WASHINGTON (Reuters) – U.S. consumer prices accelerated in August amid a jump in the cost of gasoline and rental accommodation, signs of firming inflation that could allow further monetary policy tightening from the Federal Reserve this year.
Other data on Thursday showed an unexpected drop in the number of Americans filing applications for unemployment benefits last week. Though the data was impacted by hurricanes Harvey and Irma, the labor market remains healthy with increasing reports of worker shortages in some industries.
The Labor Department said its Consumer Price Index rose 0.4 percent last month after edging up 0.1 percent in July. August’s gain was the largest in seven months and lifted the year-on-year increase in the CPI to 1.9 percent from 1.7 percent in July.
Economists had forecast the CPI rising 0.3 percent in August and climbing 1.8 percent year-on-year. The Labor Department said Harvey had a “very small effect on survey response rates in August.”
Gasoline prices surged 6.3 percent, the biggest gain since January, after being unchanged in July. Further increases are likely in September after Harvey forced temporary closures of refineries. Labor Department officials said it was difficult to say whether the storm, which slammed Texas toward the end of August, impacted on gasoline prices last month.
Stripping out the volatile food and energy components, consumer prices increased 0.2 percent in August. That followed four straight monthly increases of 0.1 percent.
In the 12 months through August, the so-called core CPI rose 1.7 percent. The year-on-year core CPI has now increased by the same margin for four straight months.
CORE CPI PICKS UP
While Fed officials are likely to treat the gasoline-driven rise in the CPI as temporary, they could take comfort in the pickup in the monthly core CPI.

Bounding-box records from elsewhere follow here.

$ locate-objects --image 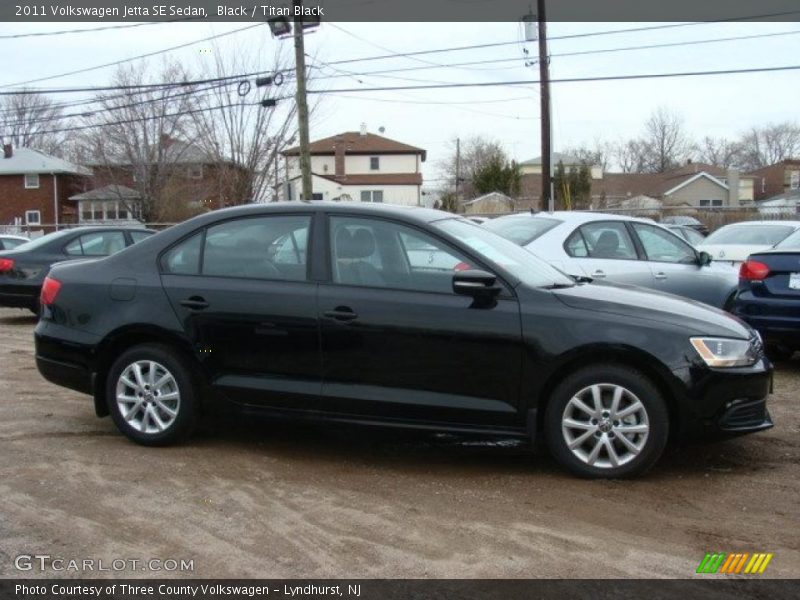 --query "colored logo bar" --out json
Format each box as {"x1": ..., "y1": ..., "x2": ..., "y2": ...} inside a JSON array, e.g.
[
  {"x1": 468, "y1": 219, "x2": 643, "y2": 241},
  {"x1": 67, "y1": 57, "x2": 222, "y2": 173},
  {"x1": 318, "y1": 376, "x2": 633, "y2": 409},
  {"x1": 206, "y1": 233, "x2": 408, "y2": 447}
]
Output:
[{"x1": 696, "y1": 552, "x2": 774, "y2": 575}]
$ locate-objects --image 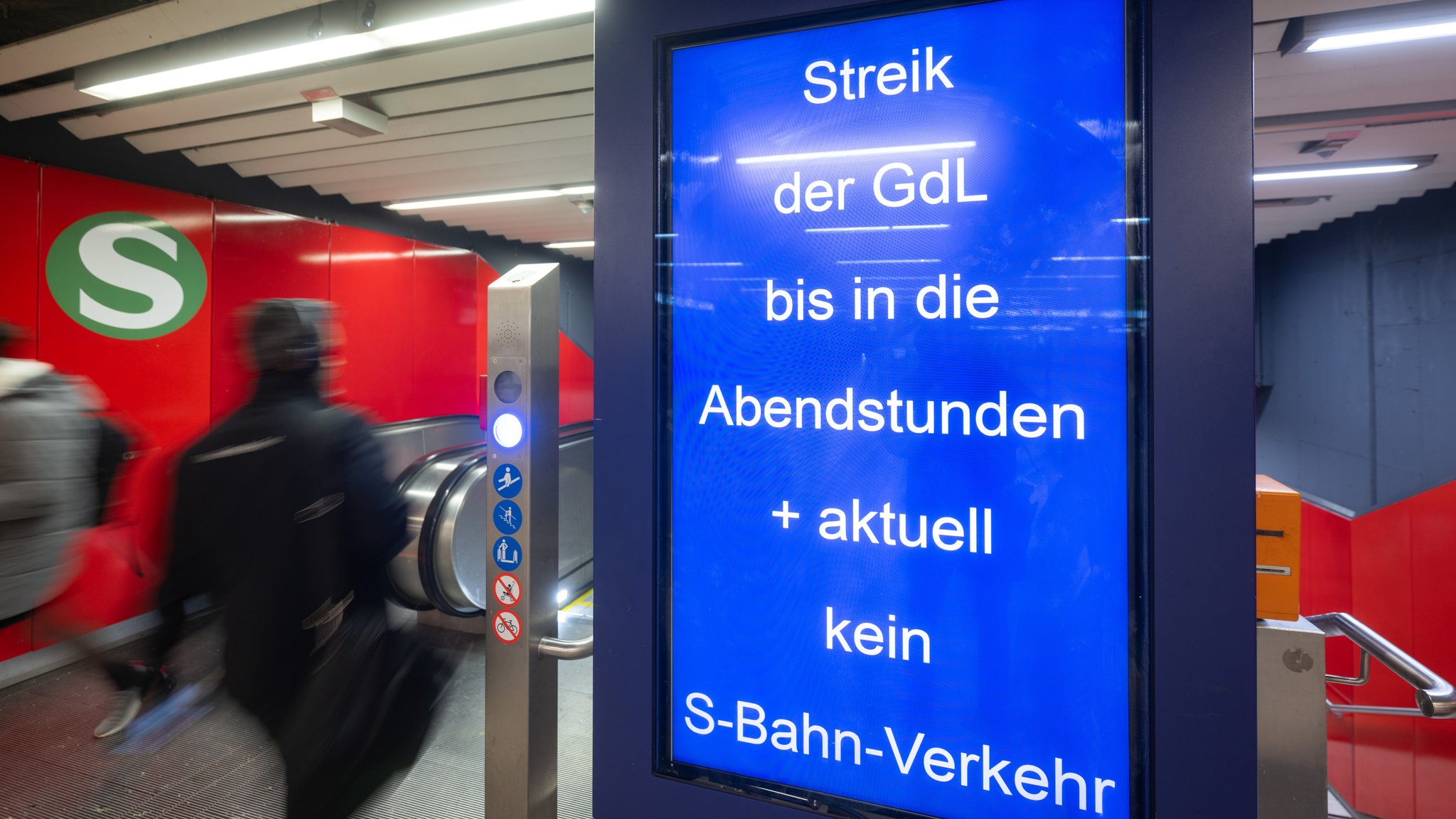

The Fed’s preferred inflation measure is the personal consumption expenditures (PCE) price index excluding food and energy. The annual increase in the core PCE has consistently undershot the U.S. central bank’s 2 percent inflation target since mid-2012. The core PCE rose 1.4 percent in July, the smallest year-on-year increase since December 2015.
The dollar rose against a basket on currencies on the CPI data, while prices for U.S. Treasuries fell. U.S. stock index futures extended losses.
Economists expect the Fed will announce a plan to start reducing its $4.2 trillion portfolio of Treasury bonds and mortgage-backed securities at its Sept. 19-20 policy meeting.
Low inflation, despite the labor market being near full employment, is seen causing the Fed to delay raising rates for a third time this year until December.
In a second report on Thursday, the Labor Department said
initial claims for state unemployment benefits declined 14,000 to a seasonally adjusted 284,000 for the week ended Sept. 9.
Claims have now been below 300,000, a threshold associated with a robust labor market, for 132 consecutive weeks. That is the longest such stretch since 1970, when the labor market was smaller. Economists had forecast claims rising to 300,000 in the latest week.
In addition to high gasoline prices, inflation in August also was lifted by a 0.4 percent increase in the cost of rental accommodation. Owners’ equivalent rent of primary residence rose 0.3 percent after advancing by the same margin in July.
There were also increases in the cost of food, prescription medication, doctor and hospital visits. Prices for apparel rose last month as did the cost of household furnishings.
But the cost of mobile phone services continued to fall as did prices for used cars and trucks. Price wars by mobile phone service providers have contributed to restraining inflation growth.